The paper addresses the significant resource demands of LLMs such as GPT, which, despite their remarkable performance in natural language understanding (NLU) tasks, are not feasible for most practitioners due to high computational costs and environmental impacts. It proposes the use of pattern-exploiting training (Pet) as a more efficient alternative, achieving comparable performance with significantly smaller models.

Methodology

Pattern-Exploiting Training (Pet)

The core technique explored in the paper is Pet, which transforms traditional NLP tasks into cloze-style questions. This method allows smaller LLMs to excel in few-shot learning scenarios. Pet operates by:

  1. Task Reformulation: Tasks are reformulated into cloze questions using a set of pattern-verbalizer pairs (PVPs). Each PVP consists of a pattern that maps inputs to cloze questions and a verbalizer that maps outputs to specific tokens.
  2. Model Training: Multiple models are finetuned on these tasks using a combination of labeled and unlabeled data. This involves applying gradient descent over predicted likelihoods for correct answers.
  3. Knowledge Distillation: Ensembling the knowledge from multiple task formulations into a single classifier through a distillation process involving soft labels predicted on unlabeled data.

Modified Pet for Multi-token Outputs

To adapt Pet for tasks that require multiple-token answers, the paper introduces a method to generalize the prediction to multiple masks, employing an autoregressive decoding approach to maintain efficiency. This involves choosing the next token based on probability, improving upon the basic parallel decoding strategy.

Experimental Results

Performance Metrics

The paper evaluates Pet and its iterative version Pet on the SuperGLUE benchmark using ALBERT-xxlarge-v2, demonstrating that with only 0.1% of GPT-3's parameters, models trained with Pet outperform it across several tasks. Key results include:

  • SuperGLUE Performance: Pet shows equivalent or superior performance compared to GPT-3 across various tasks. For example, Pet achieves higher accuracy on the BoolQ and CB tasks with significantly fewer parameters.
  • Comparison with Other Models: Pet surpasses GPT models of equivalent size in most scenarios and reveals that the choice of PVPs significantly impacts performance.
  • Impact of Unlabeled Data: Unlabeled data bolsters the effectiveness of knowledge distillation in Pet, allowing the combination of insights from multiple task formulations.

Implications and Future Work

The practical implications of this research are twofold: reducing the carbon footprint and financial costs associated with deploying large-scale LLMs while maintaining competitive performance. The paper advocates for further exploration in multi-task settings and adapting Pet for generative tasks with larger, more expressive models.

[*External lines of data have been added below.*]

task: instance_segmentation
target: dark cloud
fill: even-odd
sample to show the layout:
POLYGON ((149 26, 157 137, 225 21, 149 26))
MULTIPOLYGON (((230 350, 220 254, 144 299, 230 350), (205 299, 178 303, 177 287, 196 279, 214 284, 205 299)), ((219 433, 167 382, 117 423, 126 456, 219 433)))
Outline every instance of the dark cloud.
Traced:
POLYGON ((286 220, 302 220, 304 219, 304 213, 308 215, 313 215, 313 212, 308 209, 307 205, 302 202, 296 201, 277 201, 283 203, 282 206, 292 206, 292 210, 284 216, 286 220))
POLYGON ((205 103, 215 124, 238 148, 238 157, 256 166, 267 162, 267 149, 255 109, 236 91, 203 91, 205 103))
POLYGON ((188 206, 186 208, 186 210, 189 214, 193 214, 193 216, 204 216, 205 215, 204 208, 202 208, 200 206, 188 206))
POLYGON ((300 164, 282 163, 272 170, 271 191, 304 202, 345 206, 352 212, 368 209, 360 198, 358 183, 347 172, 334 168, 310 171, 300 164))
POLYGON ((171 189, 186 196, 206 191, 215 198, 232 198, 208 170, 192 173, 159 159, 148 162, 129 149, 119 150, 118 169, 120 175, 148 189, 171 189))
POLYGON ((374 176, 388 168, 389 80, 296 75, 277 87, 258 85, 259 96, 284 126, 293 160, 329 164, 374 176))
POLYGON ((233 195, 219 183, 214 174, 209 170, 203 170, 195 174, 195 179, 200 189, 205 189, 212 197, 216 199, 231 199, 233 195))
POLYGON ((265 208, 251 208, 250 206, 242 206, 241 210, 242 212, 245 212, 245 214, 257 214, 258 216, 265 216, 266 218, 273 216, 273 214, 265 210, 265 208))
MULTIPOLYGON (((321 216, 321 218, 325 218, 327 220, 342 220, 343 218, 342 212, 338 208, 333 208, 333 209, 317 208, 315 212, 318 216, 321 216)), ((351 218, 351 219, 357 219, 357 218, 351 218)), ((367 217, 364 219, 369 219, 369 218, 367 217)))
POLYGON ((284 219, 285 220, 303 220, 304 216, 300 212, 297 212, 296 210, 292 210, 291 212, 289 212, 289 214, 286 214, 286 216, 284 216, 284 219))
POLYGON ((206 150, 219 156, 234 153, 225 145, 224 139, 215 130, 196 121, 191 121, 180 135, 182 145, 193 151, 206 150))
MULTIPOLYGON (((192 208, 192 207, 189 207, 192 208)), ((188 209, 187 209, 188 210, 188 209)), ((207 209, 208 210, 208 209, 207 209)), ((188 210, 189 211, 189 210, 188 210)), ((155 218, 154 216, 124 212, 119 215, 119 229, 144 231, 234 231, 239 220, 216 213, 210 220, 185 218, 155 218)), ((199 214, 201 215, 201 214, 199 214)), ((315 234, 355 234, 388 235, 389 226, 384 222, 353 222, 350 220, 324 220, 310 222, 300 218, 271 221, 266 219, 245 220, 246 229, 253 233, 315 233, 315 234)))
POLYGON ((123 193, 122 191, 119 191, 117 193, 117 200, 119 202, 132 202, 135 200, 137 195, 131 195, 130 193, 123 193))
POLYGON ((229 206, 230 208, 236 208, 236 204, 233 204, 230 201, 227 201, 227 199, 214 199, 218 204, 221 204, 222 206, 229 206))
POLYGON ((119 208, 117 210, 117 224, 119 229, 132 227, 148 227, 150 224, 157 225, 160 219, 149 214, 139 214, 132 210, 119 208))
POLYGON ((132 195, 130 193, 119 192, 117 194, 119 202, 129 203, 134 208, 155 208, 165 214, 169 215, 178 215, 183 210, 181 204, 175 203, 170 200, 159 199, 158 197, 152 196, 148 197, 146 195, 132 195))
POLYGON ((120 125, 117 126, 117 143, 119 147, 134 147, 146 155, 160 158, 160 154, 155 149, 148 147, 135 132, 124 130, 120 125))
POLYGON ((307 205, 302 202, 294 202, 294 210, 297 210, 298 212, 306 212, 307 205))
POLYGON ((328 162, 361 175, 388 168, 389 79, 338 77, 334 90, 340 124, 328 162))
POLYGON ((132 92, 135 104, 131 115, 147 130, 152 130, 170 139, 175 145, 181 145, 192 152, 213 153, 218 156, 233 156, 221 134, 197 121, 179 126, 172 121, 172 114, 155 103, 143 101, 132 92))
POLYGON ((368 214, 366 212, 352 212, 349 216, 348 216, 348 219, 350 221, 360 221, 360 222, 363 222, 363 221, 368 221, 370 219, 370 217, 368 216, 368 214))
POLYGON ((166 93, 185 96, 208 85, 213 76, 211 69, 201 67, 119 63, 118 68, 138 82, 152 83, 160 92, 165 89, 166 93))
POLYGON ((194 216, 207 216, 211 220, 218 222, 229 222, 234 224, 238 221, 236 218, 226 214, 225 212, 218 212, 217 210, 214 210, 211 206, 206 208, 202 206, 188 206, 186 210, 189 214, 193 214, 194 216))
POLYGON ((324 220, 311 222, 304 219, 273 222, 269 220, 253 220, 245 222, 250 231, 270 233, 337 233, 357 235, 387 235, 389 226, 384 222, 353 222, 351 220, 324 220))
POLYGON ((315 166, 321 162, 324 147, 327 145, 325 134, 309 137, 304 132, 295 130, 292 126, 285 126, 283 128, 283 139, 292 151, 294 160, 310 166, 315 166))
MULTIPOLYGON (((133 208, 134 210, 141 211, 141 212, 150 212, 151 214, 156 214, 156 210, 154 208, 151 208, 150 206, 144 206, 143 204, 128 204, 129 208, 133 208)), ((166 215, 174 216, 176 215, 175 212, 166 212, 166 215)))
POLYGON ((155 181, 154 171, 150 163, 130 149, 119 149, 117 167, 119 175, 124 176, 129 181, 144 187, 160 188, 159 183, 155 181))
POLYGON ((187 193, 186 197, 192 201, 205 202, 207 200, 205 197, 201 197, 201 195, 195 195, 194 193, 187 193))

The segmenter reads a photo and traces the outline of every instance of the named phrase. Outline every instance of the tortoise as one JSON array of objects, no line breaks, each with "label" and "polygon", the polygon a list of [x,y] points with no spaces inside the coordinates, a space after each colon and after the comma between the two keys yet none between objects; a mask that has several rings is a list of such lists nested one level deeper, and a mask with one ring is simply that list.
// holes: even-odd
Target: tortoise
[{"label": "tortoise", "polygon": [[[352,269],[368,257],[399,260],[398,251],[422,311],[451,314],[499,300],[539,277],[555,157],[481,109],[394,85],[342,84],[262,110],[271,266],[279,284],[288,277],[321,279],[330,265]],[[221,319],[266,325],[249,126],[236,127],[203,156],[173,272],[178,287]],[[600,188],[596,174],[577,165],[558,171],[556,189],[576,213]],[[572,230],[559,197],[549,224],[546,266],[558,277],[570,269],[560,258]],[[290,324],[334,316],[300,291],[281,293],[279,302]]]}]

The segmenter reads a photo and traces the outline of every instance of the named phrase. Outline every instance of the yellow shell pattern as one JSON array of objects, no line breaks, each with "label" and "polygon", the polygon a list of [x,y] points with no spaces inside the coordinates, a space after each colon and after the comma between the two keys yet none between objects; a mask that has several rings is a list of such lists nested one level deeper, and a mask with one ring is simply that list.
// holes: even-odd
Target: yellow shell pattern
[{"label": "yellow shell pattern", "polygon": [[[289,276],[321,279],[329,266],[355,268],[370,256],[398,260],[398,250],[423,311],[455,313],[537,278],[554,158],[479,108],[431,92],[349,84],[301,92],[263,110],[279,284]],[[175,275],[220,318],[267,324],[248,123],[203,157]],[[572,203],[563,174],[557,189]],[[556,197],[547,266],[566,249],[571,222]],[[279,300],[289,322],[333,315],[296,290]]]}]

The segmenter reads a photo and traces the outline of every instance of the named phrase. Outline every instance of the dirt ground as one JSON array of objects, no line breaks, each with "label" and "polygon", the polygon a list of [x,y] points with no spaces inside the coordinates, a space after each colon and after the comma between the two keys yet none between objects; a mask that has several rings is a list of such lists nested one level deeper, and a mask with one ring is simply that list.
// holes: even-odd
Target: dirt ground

The future directions suggested include integrating generative models into Pet and refining task formulations to optimize performance further. Additionally, exploring these methods' applicability to broader AI subfields could significantly enhance sustainable AI practices. In conclusion, this work presents a viable path towards more accessible and environmentally sound AI technologies without sacrificing performance.